Wall Street investors from around the world became increasingly concerned and began selling off the packaged securities that contained sub-prime mortgages in large numbers.
- The money belt tightens
The mass sell-offs led to a lack of liquidity - cash - in the market as investors shied from financing risky investments and preferred to pour funds into more traditionally secure holdings such as US treasury bonds and eurozone backed government bonds.
As a result, many companies faced a lack of short-term financing as funds in the market began to freeze up.
- The Fed and ECB step in
In an apparent acknowledgement of the severity of the liquidity crisis and to calm investor fears, the US Federal Reserve Bank (Fed) cut interest rates and injected more than $40 billion into the financial markets.
The European Central Bank (ECB) surprised investors on 09 August when it offered an unlimited amount of funds to the banking system, according to the Wall Street Journal. The ECB has so far poured some €200bn - more than after the terrorist attacks of 11 September 2001 - into financial markets in order to stave off a wider crisis.
On 6 September, the ECB Governing Council will meet to decide whether or not to raise the eurozone benchmark interest rate from the current 4% to 4.25%. A rate increase was anticipated before the crisis, but according to press reports there is now wide speculation that the bank will be forced to maintain the current rate in order to prevent a slow-down of the economy.
- Rating agencies: culprits or scapegoats?
In July, EU Internal Market Commissioner Charlie McCreevy met with senior executives from Standard & Poor's and criticised the role of this and other rating agencies in encouraging investment in questionable securities. McCreevy has called for a meeting of European securities regulators in September.
Press reports indicate that many investors are also pointing their fingers at rating agencies for classifying poor investments as "A" grade securities, a classificiation usually reserved for only the best investments.

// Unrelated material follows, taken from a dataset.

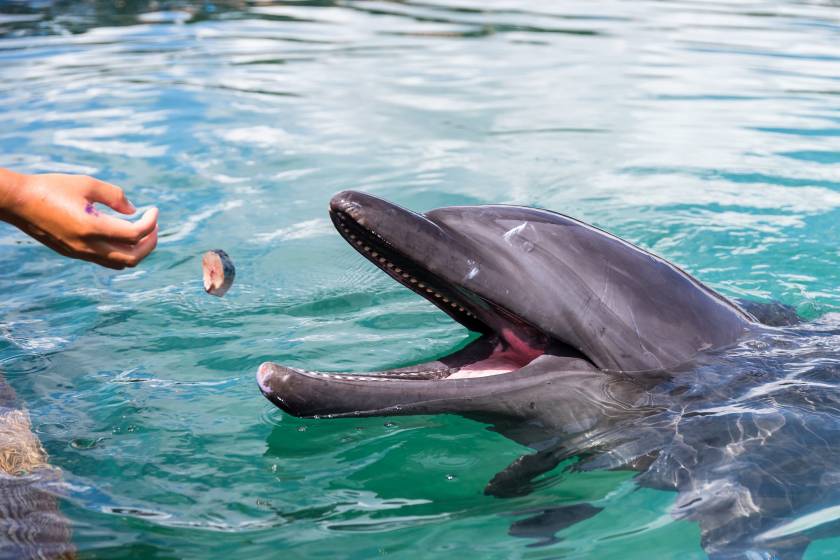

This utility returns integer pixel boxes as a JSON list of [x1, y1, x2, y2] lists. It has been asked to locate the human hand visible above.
[[0, 170, 158, 270]]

But other observers point out that the "blame" for the crisis must be spread to include hedge fund managers, large mortgage companies and banks, and officials in the US government who adopted an excessively hands-off approach to the managment of US financial markets.
The Commission is not expected to consider any new legislation to prevent future market instability until after an April 2008 review of the International Organisation of Securities Commissions’ code of conduct.